As part of her study, McGrath ran a simultaneous liver function test to make sure the dogs' livers weren't failing and everything came back normal, therefore it is unclear whether the elevated ALP levels were caused by something completely benign or could develop into a more serious problem long term.
- "I would definitely be a little concerned about giving CBD to a dog that has known liver issues," says McGrath. Similarly, because CBD appears to be metabolized by the liver, McGrath says she'd also be wary about giving CBD to a dog who already takes a medication that's metabolized by the liver. "We don't really know these things interact right now," she says.
Stephen Cital, a veterinary anesthesia & pain management specialist supports the use of CBD for dogs with osteoarthritis and has even had his own success story, using CBD to treat his own 11 year old mixed breed dog, who was having shaking in his back legs and a hard time getting up the stairs.
- “Within three days I noticed that his back leg stopped shaking.” Cital reports, recalling how his elderly dog was more able to walk up the stairs and play.
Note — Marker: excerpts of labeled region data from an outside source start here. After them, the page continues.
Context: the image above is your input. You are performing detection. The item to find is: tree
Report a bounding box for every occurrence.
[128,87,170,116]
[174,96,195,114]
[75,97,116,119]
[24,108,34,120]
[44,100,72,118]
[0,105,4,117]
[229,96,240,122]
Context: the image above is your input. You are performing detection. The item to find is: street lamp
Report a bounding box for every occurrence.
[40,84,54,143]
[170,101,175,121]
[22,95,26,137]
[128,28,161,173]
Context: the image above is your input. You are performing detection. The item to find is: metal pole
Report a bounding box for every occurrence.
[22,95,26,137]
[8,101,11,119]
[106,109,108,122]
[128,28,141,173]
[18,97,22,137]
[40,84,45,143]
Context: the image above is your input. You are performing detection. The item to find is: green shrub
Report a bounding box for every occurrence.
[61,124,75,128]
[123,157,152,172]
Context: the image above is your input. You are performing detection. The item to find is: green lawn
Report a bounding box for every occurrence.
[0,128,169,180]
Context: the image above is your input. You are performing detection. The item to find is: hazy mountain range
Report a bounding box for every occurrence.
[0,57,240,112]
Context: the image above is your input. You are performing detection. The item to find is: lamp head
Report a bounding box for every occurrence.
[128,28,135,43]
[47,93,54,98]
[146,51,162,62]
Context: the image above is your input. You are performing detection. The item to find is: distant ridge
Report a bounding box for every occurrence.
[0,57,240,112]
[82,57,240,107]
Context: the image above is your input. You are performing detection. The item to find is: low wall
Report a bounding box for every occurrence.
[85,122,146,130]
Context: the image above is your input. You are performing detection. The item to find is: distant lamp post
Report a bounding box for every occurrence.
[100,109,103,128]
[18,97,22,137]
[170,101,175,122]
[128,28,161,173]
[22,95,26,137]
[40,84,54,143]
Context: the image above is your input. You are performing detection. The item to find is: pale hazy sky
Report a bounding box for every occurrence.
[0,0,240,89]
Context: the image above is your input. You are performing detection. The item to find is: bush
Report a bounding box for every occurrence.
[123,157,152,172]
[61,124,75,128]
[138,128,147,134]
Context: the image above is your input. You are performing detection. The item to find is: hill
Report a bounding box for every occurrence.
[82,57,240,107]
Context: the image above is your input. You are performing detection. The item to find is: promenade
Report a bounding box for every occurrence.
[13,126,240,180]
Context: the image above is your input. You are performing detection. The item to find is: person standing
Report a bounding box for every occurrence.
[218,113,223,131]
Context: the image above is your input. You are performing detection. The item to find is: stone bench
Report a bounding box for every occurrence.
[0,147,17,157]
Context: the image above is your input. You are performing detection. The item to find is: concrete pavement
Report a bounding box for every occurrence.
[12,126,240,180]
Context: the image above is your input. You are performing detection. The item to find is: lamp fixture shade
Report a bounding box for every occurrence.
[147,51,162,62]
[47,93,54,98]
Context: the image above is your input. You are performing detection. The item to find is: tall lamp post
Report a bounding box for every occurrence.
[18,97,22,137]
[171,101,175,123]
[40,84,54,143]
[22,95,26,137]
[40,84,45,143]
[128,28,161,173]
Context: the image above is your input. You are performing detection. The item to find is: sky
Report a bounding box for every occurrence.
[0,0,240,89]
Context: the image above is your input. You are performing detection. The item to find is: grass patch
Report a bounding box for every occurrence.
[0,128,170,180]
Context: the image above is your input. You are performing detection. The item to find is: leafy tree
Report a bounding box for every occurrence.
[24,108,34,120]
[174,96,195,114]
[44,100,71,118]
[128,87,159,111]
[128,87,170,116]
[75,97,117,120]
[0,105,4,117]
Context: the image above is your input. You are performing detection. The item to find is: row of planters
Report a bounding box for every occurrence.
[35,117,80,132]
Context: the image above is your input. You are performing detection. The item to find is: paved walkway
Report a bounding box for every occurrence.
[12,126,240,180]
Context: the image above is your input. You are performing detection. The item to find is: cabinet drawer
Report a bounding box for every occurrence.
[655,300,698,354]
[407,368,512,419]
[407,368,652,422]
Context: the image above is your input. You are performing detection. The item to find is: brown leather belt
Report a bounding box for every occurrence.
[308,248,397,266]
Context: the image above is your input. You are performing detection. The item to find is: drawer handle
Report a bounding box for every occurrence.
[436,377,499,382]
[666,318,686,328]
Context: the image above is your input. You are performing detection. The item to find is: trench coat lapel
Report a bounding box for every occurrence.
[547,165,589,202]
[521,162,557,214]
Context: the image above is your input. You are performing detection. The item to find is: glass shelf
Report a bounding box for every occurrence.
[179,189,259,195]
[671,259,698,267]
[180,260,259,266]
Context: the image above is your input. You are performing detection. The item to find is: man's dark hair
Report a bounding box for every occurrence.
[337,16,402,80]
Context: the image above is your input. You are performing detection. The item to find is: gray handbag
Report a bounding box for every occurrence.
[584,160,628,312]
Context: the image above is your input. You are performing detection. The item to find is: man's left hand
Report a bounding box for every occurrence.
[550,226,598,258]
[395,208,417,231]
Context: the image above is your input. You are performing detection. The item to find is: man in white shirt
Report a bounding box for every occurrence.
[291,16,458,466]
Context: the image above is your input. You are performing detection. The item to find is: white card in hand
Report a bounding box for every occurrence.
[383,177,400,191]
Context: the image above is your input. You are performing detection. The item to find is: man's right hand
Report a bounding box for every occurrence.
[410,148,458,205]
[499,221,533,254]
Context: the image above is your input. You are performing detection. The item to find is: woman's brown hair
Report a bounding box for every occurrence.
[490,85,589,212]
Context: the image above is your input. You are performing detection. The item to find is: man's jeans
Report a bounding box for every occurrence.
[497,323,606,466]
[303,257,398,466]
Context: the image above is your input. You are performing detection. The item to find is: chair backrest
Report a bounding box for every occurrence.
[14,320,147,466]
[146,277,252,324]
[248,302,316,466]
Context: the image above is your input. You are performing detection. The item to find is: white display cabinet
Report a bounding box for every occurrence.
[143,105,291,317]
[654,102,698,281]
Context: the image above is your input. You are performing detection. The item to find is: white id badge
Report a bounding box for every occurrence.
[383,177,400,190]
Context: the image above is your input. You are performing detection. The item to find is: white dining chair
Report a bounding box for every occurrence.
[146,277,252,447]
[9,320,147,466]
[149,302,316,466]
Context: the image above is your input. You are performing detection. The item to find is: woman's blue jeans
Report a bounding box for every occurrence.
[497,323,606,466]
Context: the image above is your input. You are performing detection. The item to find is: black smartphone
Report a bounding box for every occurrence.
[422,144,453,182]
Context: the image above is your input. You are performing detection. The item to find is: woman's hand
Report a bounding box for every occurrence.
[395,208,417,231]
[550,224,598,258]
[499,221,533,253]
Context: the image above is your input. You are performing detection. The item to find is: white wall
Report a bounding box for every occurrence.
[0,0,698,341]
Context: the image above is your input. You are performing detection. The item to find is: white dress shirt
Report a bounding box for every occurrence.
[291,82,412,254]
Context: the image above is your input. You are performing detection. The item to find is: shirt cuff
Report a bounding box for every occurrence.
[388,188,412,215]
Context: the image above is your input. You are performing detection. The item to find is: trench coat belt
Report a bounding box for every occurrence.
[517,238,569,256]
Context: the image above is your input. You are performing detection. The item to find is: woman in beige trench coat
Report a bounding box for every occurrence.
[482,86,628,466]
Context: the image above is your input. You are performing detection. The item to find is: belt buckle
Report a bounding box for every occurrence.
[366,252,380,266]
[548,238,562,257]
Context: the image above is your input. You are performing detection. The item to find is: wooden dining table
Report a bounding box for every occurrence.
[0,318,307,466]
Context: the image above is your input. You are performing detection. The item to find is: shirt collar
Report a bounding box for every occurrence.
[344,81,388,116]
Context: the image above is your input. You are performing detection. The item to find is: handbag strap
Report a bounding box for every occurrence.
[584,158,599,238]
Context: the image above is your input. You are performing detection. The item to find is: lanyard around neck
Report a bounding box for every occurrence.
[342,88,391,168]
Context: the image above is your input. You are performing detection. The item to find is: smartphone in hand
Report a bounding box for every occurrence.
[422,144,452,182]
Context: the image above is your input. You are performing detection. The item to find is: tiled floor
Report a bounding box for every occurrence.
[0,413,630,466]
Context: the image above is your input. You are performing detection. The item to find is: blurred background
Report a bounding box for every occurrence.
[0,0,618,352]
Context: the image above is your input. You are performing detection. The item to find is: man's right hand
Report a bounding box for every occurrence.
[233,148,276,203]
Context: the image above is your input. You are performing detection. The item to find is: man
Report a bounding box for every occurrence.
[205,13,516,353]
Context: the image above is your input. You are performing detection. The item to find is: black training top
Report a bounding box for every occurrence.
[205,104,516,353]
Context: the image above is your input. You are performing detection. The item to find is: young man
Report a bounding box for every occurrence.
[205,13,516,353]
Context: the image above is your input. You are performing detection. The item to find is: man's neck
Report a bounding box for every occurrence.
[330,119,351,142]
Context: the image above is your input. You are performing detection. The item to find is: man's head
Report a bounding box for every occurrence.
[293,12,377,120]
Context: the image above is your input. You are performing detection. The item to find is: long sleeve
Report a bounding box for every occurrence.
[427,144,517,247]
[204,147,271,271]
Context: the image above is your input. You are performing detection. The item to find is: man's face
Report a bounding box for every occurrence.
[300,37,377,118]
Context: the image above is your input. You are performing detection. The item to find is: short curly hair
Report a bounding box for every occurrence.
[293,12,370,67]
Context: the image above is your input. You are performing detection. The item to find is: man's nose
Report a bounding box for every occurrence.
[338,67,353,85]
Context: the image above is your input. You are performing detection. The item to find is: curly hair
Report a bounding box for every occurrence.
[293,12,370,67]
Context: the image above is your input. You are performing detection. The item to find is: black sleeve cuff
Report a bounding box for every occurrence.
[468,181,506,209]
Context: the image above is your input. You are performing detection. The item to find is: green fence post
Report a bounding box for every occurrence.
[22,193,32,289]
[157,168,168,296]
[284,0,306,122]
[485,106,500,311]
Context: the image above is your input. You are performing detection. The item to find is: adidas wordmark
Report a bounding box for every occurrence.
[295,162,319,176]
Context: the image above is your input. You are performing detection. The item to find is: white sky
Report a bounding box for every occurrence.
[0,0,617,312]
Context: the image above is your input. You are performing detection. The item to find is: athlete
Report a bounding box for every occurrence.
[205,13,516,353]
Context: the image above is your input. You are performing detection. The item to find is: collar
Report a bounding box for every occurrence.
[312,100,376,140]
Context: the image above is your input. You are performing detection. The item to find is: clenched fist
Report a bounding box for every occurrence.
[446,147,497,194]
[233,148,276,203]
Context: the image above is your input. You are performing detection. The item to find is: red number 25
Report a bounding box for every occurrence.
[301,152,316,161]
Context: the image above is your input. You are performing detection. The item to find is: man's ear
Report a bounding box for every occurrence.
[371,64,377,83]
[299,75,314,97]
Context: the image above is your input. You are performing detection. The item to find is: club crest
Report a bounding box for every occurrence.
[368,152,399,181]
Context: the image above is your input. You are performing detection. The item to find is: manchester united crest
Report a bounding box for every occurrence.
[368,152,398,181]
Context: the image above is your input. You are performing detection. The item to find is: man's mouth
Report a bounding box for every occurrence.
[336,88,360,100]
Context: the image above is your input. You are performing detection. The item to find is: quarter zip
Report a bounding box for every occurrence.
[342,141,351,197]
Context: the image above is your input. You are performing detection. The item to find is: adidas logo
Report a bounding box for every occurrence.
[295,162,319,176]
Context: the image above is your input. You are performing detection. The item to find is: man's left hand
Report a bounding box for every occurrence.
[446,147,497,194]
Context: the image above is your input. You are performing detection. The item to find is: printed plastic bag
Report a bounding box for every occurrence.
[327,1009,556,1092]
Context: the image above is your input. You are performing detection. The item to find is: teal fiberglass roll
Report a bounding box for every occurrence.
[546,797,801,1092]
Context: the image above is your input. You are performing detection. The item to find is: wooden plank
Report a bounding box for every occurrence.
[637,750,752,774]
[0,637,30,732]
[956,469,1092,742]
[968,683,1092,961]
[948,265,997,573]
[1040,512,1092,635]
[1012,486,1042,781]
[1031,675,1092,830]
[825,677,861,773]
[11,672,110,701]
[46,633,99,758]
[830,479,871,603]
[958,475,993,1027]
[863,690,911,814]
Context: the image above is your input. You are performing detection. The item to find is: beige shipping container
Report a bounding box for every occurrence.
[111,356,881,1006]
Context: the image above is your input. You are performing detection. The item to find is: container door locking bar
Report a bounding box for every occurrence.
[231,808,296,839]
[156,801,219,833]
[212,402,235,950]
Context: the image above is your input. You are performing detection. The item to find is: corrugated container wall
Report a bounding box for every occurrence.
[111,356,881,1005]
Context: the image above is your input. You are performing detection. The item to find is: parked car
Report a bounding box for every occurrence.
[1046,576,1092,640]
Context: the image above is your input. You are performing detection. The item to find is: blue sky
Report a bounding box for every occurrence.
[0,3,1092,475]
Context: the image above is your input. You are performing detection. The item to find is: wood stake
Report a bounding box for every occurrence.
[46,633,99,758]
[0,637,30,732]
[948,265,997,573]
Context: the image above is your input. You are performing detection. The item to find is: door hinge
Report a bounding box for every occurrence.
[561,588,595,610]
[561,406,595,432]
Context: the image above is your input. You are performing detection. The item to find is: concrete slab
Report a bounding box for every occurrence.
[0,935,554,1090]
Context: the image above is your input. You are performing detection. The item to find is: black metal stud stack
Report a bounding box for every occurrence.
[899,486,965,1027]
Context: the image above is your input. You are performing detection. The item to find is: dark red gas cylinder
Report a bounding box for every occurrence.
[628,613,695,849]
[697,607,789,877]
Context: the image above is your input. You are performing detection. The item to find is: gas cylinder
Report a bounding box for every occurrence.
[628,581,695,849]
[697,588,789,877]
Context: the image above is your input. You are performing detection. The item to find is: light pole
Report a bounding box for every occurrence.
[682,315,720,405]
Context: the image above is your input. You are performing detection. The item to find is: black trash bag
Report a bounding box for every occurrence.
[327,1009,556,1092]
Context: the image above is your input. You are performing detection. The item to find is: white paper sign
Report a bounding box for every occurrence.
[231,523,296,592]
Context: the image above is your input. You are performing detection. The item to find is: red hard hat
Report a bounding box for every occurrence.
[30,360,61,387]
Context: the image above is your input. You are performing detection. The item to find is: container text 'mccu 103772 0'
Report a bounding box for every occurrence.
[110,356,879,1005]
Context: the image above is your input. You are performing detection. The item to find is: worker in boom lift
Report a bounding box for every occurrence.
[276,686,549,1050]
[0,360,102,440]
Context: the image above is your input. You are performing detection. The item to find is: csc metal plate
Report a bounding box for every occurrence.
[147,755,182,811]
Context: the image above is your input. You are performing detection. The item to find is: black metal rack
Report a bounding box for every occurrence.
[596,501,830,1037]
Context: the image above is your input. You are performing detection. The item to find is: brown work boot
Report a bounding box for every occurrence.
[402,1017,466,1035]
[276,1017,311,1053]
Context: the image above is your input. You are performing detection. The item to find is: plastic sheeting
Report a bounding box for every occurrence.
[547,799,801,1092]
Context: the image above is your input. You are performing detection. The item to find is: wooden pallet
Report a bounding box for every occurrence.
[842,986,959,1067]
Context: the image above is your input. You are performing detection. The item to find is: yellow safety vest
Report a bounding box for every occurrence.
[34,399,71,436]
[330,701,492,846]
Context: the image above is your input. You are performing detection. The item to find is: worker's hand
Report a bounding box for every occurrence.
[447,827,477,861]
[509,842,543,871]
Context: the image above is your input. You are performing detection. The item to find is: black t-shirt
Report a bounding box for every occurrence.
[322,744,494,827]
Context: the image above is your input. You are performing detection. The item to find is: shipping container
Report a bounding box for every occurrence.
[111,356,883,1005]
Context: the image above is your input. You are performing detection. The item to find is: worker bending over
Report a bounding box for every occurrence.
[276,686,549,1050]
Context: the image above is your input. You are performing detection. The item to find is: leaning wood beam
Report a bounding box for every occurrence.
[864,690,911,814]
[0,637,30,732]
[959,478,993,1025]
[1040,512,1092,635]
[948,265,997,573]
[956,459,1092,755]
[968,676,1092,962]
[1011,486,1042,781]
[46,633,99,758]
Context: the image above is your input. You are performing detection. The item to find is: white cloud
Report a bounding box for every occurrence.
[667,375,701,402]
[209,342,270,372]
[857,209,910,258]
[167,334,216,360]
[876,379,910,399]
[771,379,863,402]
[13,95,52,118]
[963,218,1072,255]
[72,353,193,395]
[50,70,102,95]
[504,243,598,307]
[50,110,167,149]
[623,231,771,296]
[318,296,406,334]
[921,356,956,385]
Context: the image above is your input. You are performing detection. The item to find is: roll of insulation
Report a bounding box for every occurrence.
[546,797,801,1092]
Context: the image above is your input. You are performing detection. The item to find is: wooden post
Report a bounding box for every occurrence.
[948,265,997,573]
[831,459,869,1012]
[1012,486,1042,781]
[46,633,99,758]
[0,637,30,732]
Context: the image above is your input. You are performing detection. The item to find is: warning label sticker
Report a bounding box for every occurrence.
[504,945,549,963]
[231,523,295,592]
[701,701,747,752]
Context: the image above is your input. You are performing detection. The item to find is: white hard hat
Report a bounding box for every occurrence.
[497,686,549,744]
Cital says he has seen many dogs in his practice see similar improvement with CBD. “You just see the life brought back into them... and [you] get a few more quality years out of them comfortably.”
The other big thing pet owners need to be aware of is quality control. Because the CBD market isn't well regulated yet, CBD products can contain ingredients that aren't listed on their labels -- including THC which is known to be toxic to cats and dogs.
The information contained in this article is for educational and informational purposes only and is not intended as health or medical advice. Always consult a physician or other qualified health provider regarding any questions you may have about a medical condition or health objectives.